Well, no. Not in the Netherlands anyway. This is one of the preliminary findings of a survey we recently carried out in close collaboration with the Montesquieu Institute. We compared the election lists of the major parties of 11 Member States (The Netherlands, Belgium, Luxembourg, Germany, Austria, France, the United Kingdom, Denmark, the Czech Republic, Spain and Portugal). We looked at the resumes of the top 4 of every list and added a score for each political office held. A former mayor of the city of Vienna, for example, got 100 points. A former prime minister got 700 points, a local councillor in a small town only 10. We then did the same for those elected to the European Parliament in 2004 and 2009.
The result is astonishing. It turns out that the Dutch consistently send the ‘least important’ people to Brussels. Whether in 2004, 2009 or in the current elections, none of the serious candidates has a background as a cabinet minister. None of them was a mayor of a major city. The Belgians, by contrast, have a tradition of sending their former prime ministers to the European Parliament. Their lists include as many as eight former cabinet members. The same goes for the French. The German lists are more modest, but they too have their big shots. The Christian Democrats are headed by David McAllister, a former PM of Lower Saxony and only last year mentioned as a possible successor of Angela Merkel. Even Denmark, not exactly famous for its pro-European attitude, is sending two former ministers.

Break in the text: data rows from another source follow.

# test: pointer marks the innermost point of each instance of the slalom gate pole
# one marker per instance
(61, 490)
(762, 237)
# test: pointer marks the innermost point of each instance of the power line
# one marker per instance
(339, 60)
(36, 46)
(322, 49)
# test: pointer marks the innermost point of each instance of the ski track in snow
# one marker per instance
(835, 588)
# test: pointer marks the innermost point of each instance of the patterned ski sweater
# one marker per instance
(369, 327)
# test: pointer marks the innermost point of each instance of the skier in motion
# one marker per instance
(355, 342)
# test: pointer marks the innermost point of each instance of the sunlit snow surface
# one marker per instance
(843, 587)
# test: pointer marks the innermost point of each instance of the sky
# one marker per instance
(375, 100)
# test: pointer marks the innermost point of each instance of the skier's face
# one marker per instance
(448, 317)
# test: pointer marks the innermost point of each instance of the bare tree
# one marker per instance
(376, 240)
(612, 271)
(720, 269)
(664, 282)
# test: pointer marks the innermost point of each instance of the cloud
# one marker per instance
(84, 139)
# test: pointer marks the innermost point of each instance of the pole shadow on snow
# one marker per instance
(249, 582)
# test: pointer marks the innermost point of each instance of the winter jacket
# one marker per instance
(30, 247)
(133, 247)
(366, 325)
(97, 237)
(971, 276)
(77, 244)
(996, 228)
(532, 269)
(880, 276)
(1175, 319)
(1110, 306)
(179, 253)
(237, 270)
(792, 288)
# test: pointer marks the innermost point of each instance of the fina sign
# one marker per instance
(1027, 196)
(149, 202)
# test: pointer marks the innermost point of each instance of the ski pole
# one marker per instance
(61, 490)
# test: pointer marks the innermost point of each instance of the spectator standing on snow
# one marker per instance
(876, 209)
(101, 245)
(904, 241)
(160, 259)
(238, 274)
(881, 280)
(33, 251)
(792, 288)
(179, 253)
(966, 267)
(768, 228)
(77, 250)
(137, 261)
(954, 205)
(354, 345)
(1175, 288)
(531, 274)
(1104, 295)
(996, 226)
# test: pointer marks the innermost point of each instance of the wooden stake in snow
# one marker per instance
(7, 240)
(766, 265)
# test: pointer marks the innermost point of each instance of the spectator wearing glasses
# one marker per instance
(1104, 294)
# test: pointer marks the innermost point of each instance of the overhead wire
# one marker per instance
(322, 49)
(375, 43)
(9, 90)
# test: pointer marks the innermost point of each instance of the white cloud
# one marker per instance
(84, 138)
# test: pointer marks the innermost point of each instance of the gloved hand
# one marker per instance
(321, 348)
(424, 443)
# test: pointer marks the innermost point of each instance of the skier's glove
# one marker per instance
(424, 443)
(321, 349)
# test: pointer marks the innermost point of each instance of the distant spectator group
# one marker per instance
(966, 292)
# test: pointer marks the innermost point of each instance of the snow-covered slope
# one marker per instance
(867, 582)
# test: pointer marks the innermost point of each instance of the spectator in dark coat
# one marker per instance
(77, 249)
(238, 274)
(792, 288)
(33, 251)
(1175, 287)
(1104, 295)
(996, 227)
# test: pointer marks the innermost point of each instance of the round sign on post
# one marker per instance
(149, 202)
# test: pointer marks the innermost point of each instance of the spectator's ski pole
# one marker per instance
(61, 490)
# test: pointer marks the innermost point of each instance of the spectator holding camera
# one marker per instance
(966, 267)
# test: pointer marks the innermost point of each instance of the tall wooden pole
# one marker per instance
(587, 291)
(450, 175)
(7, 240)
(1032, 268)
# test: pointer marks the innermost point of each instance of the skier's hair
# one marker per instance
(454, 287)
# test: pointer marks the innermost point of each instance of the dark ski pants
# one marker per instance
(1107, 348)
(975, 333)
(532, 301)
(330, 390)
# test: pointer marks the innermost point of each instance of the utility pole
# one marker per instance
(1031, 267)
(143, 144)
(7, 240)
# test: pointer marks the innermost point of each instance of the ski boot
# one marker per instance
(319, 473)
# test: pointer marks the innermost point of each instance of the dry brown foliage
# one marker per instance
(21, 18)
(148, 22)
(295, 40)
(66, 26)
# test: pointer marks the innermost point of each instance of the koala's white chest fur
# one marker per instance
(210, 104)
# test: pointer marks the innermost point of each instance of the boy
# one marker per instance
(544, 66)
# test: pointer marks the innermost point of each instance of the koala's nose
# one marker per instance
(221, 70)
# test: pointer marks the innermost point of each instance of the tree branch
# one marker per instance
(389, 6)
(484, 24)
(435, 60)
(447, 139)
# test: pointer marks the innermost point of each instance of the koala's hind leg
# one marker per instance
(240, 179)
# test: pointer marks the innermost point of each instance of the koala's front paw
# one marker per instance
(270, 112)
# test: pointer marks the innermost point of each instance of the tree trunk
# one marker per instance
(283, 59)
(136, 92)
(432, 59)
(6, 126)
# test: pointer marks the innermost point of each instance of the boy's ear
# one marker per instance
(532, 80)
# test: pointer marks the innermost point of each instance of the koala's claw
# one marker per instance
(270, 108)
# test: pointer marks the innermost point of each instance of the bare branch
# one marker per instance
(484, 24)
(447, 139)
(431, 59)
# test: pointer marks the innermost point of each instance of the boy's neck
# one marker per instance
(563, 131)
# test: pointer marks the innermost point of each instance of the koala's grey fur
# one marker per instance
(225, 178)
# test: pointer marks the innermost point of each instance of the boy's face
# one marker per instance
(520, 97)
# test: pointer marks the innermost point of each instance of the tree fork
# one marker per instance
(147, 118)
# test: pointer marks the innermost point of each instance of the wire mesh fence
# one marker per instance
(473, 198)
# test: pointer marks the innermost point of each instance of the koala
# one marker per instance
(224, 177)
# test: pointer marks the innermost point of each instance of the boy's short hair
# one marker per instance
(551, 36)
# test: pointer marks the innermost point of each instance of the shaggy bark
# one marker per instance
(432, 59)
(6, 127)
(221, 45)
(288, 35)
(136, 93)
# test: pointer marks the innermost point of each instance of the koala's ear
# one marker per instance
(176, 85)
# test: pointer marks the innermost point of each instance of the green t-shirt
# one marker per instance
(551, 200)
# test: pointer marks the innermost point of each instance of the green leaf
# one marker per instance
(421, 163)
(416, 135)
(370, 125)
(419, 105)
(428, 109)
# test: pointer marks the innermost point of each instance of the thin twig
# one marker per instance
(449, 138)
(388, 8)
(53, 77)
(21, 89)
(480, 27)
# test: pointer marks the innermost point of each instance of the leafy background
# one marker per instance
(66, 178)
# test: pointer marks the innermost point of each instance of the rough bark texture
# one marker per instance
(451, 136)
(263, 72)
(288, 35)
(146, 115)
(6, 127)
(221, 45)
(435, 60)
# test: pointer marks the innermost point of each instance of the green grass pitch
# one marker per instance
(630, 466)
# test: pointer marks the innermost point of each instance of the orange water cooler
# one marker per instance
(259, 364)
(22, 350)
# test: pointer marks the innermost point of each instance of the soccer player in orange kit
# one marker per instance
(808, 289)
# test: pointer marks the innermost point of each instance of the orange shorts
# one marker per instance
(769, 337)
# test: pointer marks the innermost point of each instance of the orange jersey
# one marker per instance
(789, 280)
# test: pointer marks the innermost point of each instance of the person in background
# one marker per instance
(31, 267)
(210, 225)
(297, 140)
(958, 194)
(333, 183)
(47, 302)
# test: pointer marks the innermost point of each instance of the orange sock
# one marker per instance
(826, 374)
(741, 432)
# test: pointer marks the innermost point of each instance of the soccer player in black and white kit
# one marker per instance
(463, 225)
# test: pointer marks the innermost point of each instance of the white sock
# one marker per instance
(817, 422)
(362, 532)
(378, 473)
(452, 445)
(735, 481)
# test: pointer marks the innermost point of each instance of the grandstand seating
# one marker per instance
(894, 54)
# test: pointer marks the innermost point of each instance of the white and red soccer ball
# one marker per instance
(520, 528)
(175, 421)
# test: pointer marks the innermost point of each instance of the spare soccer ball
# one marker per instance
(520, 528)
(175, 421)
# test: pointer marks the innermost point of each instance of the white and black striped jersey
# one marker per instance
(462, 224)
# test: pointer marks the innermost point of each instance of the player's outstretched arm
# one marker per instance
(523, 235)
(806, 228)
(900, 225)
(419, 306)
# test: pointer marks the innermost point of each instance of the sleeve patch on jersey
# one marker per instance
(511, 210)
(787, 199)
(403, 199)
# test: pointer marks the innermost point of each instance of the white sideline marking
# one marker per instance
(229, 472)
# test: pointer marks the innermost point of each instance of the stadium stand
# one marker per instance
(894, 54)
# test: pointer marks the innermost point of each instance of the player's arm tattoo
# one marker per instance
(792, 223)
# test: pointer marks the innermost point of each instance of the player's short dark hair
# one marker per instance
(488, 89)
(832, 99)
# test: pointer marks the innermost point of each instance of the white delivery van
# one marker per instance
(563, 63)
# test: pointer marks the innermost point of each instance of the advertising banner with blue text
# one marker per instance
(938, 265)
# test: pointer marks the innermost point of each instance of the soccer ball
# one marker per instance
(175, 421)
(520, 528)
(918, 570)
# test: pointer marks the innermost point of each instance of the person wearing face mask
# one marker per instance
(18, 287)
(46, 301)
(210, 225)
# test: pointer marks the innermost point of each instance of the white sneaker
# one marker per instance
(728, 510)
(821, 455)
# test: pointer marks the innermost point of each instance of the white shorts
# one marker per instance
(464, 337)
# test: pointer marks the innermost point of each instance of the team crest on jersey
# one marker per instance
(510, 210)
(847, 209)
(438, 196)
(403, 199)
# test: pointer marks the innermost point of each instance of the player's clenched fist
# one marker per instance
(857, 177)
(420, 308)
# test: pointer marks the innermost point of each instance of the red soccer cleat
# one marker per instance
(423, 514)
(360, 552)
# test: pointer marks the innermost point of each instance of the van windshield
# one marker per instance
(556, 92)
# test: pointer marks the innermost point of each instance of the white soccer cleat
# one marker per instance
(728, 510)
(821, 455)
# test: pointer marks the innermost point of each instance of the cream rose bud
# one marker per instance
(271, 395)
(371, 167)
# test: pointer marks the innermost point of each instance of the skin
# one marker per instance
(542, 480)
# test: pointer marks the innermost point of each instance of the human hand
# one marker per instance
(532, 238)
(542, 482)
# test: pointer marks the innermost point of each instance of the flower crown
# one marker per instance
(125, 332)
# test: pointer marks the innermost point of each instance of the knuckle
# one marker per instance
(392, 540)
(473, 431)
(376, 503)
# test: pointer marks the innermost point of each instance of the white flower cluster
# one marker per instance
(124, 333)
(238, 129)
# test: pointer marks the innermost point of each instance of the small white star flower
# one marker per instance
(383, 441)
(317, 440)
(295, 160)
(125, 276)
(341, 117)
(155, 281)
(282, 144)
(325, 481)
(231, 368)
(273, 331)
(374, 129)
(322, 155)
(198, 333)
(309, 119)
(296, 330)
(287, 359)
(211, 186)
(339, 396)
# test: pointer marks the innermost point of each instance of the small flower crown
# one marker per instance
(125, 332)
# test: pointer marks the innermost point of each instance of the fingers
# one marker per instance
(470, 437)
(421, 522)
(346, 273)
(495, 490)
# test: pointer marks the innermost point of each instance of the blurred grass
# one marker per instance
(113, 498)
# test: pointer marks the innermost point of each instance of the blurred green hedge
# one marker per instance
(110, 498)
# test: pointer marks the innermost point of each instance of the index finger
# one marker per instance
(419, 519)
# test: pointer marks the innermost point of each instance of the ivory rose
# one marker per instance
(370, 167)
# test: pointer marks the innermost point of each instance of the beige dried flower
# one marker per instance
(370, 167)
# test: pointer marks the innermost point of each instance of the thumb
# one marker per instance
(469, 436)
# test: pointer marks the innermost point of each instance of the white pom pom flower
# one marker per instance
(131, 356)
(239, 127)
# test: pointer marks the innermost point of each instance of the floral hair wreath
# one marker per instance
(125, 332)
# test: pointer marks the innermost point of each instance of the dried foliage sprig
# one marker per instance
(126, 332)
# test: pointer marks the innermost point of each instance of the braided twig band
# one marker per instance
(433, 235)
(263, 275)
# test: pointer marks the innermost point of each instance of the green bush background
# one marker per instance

Now what does this tell us?
First of all that the political elite in countries such as Spain and Belgium is far more prepared to invest than we are. That may not be problematic if things are going great, but it certainly is in times of crisis. Still, are former ministers any better at ‘getting things done’ in Brussels? Maybe not. But then again, why would other countries nominate them? And why oh why do they usually occupy the top of any list in the general elections? And are they not, generally speaking, the ones that should be able to sell a hard policy? Something ‘Europe’ is desperately in need of these days? Neither the legitimacy of the Parliament itself, nor the practical interests of the Member States have anything to gain by sending a team of quasi reserves to Brussels. As David Cameron reminded us, only last week:
‘when you vote, you’re sending people to the European Parliament who will legislate on the regulation faced by British business and the bills paid by British taxpayers’. (…) When you think of voting, think of the competence of people that you’re going to send to Brussels or Strasbourg’.
It is a lesson, not only for the voters, but for the parties themselves as well.